Research

With the event of the Internet, video and image files are widely shared and consumed by users from all over the world. Recent studies point out that one out of two internet users have engaged in activities classified as illicit. Unauthorized copy, distribution or publishing of digital content without the proper rights holder consent is what is commonly called piracy. Those that profit from digital piracy ignore the intellectual property laws and copyrights from the owners, programmers, distributors and many others that live and depend on the economic value of these assets. Methods to identify these files have emerged to preserve intellectual and commercial rights such as content-based identification techniques also known as perceptual hashing or watermarking.
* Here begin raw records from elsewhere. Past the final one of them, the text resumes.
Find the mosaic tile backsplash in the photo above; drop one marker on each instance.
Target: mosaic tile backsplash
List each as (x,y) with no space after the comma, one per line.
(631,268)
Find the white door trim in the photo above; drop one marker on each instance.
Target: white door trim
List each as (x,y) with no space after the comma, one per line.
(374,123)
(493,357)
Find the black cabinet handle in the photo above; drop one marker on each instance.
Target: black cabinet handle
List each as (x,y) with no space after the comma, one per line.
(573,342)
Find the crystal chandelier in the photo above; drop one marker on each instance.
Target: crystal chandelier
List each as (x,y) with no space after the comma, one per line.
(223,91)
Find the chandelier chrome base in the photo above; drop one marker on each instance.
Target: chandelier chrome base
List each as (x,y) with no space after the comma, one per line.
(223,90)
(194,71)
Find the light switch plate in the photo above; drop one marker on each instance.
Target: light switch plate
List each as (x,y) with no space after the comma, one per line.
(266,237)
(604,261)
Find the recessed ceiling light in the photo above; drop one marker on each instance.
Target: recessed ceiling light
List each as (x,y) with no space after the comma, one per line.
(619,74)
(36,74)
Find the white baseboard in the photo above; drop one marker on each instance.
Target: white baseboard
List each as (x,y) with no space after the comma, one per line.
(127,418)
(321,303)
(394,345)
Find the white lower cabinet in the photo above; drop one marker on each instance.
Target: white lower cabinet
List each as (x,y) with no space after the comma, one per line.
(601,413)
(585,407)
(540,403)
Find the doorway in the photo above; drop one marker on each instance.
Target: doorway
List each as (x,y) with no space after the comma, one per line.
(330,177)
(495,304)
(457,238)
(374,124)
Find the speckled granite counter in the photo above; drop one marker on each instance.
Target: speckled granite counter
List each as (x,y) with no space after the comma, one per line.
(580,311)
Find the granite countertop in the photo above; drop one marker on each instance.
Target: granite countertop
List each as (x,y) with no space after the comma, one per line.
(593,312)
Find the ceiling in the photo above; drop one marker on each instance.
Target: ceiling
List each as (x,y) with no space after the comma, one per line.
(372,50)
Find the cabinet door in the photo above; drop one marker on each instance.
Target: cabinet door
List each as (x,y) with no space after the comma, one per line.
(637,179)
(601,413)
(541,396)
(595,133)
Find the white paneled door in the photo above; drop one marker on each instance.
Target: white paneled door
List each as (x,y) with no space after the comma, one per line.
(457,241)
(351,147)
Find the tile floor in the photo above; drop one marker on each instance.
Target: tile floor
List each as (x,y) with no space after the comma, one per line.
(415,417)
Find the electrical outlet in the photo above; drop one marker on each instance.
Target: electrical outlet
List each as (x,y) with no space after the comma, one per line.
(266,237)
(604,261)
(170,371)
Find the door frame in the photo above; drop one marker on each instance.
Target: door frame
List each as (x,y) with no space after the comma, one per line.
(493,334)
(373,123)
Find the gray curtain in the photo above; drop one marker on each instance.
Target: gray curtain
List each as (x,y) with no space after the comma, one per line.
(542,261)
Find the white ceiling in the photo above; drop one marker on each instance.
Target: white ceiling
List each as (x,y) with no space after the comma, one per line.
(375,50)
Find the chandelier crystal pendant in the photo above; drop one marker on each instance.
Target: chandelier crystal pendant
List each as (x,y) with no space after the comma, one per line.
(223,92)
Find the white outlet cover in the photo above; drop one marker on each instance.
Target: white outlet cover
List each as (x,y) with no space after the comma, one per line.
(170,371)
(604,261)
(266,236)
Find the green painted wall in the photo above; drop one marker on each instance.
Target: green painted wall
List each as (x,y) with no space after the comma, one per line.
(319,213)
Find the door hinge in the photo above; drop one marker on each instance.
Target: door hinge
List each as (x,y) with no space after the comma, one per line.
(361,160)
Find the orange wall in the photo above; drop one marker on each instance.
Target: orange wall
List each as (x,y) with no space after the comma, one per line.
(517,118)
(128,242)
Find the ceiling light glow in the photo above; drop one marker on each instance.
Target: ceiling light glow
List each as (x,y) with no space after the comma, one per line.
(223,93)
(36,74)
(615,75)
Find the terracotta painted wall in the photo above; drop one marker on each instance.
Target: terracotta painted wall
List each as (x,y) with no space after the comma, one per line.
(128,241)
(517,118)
I have performed studies to demonstrate the possibility of video copy identification using image perceptual hash algorithms and presented the results obtained in my master thesis. Existing opensource tools such as  OpenCV library, MySQL, Python and ImageHash were used. An identification framework was proposed using a similarity threshold and a similarity coefficient with the combination of image perceptual hash algorithms to find the video with the higher probability of copy. It is concluded that it is possible to use perceptual hash algorithm of images for video copy identification, however, the combination of more than one of them fills performance gaps and vulnerabilities. It is necessary to stress that fighting piracy plays a social role in its efforts to preserve individual and collective rights, return of investments, creative and production value maintenance and even sustainability of jobs. Future work could include the use of machine learning or artificial intelligence to identify key and repeated frames. Parallel computing could be used in order to increase performance and calculation of the results. One can also explore the insertion of other attack-resistant perceptual hash algorithms to add robustness to the system. The number and characteristics of the attacks, as well as the weights assigned for the generation of the similarity coefficient number could be altered to ensure coverage of as many vulnerabilities as possible and greater efficiency.

In general i’m interested in image processing, image and content identification using hashs, watermarking, opencv and other magics.